Proces czterech młodych mężczyzn, oskarżonych o napaść na strażnika i nauczyciela zawodu w Schronisku dla Nieletnich w Chojnicach (woj. pomorskie) rozpoczął się przed sądem w Bydgoszczy. Strażnik zmarł w szpitalu. Nauczyciel miał połamane żebra.
Przed sądem odpowiadają: Alessandro G. z Torunia, Tomasz J. z Włocławka (obaj mają dziś 17 lat), Dariusz K. z Inowrocławia (18 lat) i gdańszczanin Bartosz B. (17 lat). Jeden z nich odpowiada za zabójstwo strażnika, a pozostali za napaść i ciężkie uszkodzenie ciała nauczyciela, który jest traktowany jako funkcjonariusz publiczny.

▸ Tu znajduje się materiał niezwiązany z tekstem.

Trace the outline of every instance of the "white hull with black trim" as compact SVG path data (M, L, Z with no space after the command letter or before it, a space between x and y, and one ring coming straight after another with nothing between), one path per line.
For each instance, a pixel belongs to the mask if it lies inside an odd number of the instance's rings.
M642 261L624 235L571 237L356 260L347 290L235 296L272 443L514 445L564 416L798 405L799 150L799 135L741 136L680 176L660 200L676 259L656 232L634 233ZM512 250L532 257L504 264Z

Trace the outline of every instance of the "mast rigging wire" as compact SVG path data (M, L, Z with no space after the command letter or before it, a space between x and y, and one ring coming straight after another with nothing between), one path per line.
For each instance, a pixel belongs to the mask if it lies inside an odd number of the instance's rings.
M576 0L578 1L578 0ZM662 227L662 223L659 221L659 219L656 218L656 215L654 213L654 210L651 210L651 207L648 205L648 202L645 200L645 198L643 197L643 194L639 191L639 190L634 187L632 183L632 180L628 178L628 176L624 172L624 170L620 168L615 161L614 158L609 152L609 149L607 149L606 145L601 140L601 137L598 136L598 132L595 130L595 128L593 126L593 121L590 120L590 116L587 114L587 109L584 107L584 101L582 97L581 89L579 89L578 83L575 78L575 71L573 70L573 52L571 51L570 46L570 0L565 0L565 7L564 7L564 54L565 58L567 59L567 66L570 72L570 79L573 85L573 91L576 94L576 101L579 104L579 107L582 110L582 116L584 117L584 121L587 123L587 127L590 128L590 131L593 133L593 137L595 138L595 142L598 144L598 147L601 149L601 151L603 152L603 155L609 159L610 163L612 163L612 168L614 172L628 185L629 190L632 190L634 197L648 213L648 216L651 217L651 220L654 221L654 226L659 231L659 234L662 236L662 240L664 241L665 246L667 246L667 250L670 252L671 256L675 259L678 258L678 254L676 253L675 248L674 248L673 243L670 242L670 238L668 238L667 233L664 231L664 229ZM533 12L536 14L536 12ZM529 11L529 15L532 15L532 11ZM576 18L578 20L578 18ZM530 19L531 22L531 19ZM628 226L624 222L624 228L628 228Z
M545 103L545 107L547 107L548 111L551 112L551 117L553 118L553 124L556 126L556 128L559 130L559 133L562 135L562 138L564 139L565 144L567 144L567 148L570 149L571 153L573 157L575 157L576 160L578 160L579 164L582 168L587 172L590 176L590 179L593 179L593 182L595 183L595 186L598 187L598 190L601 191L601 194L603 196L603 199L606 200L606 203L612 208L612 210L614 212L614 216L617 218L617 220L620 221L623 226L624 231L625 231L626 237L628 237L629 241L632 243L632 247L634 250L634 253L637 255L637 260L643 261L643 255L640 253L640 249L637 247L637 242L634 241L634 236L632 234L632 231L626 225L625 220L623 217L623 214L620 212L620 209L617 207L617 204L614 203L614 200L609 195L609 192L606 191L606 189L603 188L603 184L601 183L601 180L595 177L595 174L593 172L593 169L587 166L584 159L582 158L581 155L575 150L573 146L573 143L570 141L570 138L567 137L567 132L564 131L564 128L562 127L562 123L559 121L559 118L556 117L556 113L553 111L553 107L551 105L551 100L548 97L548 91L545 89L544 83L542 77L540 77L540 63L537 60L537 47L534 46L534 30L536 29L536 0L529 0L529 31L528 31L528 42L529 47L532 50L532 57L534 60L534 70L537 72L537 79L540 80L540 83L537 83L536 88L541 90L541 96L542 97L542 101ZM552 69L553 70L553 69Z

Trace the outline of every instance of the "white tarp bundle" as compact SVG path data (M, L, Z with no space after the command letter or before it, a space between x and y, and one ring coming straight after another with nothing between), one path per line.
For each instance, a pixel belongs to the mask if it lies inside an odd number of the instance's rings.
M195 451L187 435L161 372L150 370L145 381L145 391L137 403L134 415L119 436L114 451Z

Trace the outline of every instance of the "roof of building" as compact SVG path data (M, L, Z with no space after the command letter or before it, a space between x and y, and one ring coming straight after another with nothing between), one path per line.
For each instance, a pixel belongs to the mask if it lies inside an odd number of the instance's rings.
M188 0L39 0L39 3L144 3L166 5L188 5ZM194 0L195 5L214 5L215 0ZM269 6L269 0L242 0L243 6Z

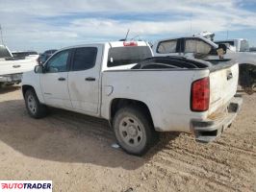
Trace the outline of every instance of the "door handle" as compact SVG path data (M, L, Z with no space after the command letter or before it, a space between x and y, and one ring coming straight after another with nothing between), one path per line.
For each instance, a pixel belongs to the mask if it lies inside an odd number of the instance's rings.
M59 81L65 81L65 78L59 78Z
M231 72L229 74L227 74L227 81L229 81L232 78L233 78L233 74Z
M94 82L94 81L96 81L96 79L90 77L90 78L86 78L86 81L88 81L88 82Z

Wszyscy w chwili dokonania przestępstwa byli niepełnoletni, ale przed sądem będą odpowiadać za swoje czyny jak dorośli. W środę sąd uznał, że z powodu ich wieku proces toczyć się będzie jednak z wyłączeniem jawności.
Napaść podczas zajęć
Do napaści na strażnika i nauczyciela zawodu doszło 16 lipca 2012 roku. Nastolatki pobili mężczyzn w warsztacie narzędziami i metalowymi elementami ogrodzenia, po czym uciekli ze schroniska. Strażnik Ryszard B. zmarł po czterech dniach w szpitalu; pobity kierownik warsztatu przeżył.
Zapoczątkowana brutalnym atakiem ucieczka trwała - jak podało wówczas w komunikacie schronisko w Chojnicach - 40 minut. Do napaści doszło o godz. 12.35. O 13.15 cała czwórka została ujęta ok. 1,5 km od schroniska.

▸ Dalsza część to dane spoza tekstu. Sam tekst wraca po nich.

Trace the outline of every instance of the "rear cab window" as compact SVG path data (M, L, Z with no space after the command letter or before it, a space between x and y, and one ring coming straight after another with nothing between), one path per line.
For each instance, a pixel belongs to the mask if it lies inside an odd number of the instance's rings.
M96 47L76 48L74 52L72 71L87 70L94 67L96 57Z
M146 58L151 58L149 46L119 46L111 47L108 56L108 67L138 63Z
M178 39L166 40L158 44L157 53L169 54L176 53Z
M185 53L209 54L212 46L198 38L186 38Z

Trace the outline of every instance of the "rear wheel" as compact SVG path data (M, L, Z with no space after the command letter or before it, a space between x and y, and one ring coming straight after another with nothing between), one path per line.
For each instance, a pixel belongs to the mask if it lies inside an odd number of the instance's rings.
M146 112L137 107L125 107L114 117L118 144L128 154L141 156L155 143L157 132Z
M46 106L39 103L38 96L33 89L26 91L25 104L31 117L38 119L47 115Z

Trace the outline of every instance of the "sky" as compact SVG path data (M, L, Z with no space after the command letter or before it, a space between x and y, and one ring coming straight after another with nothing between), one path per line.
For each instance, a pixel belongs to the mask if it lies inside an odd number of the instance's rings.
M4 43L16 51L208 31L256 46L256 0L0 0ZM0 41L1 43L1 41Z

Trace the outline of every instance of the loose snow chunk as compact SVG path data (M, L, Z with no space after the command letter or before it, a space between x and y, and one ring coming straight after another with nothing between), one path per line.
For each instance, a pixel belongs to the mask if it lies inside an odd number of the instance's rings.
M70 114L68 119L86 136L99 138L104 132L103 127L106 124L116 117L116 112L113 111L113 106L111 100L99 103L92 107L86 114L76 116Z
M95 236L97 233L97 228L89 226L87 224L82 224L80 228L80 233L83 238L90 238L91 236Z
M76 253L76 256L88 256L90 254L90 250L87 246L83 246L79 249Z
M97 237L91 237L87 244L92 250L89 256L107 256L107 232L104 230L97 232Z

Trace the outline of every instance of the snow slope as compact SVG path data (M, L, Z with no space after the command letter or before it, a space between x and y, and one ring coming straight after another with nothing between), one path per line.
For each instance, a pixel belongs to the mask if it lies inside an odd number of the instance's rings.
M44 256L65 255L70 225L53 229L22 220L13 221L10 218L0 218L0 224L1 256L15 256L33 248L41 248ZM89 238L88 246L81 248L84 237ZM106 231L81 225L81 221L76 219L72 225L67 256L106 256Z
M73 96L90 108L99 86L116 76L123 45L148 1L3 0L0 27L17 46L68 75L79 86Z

W chojnickim schronisku nastolatki oczekiwali na umieszczenie w zakładach poprawczych za rozboje, pobicia i zniszczenie mienia. Jeden z oskarżonych w tej sprawie odpowiada przed sądem także w innej sprawie, gdzie jest oskarżony o usiłowanie zabójstwa inowrocławskiego policjanta, któremu w czerwcu 2012 zadał cios nożem.